@RafaIsTheKingOfClay
Maybe evades immunity wa the wrong phrase. But the AZ vaccine provides very little protection against the SA strain.
No this is incorrect.
Vaccines don't STOP anyone getting infected - they merely speed up the process by which the infection is destroyed.
With covid, you have the following timeline
Day 0: infection
Day 1-2: PCR +ve possible
Day 3-14, typically 4-5: Symptoms show
Day 10-> serious illness/death
So we know for example that against the strains the vaccines encountered during trials, the AZ vaccine was about 65% effective at stopping the infection BEFORE symptoms.

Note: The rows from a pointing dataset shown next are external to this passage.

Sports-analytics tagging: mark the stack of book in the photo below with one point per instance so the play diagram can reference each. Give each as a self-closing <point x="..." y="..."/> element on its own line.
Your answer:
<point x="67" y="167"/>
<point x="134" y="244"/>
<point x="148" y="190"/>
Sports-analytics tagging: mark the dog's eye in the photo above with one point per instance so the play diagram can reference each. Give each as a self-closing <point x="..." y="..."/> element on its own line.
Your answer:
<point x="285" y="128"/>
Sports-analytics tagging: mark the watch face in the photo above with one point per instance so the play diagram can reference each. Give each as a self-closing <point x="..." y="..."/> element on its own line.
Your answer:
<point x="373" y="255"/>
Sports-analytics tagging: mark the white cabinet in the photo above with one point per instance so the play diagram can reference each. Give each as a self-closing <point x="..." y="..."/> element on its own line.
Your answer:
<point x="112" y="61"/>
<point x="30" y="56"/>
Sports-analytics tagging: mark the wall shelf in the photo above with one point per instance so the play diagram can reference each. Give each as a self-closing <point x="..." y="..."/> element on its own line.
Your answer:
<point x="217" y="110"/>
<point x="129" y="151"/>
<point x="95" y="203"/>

However, the protection against serious illness/death is MUCH higher - around 95% based on real world data.
Changes in a virus that make it less recognisable to the immune system have the effect of slowing down the immune response.
Even if it's only by a day or two, that could be enough to see enormous differences to whether people show symptoms or not, but STILL confer excellent protection against serious illness.
The biggest concern with the SA variant is that infectiousness starts even before symptoms show. A vaccine that is poor at stopping symptomatic infection is going to be hopeless at preventing transmission, ergo if the SA strain becomes dominant here, then unless we revaccinate all the AZ people, we won't have ANY herd immunity benefit.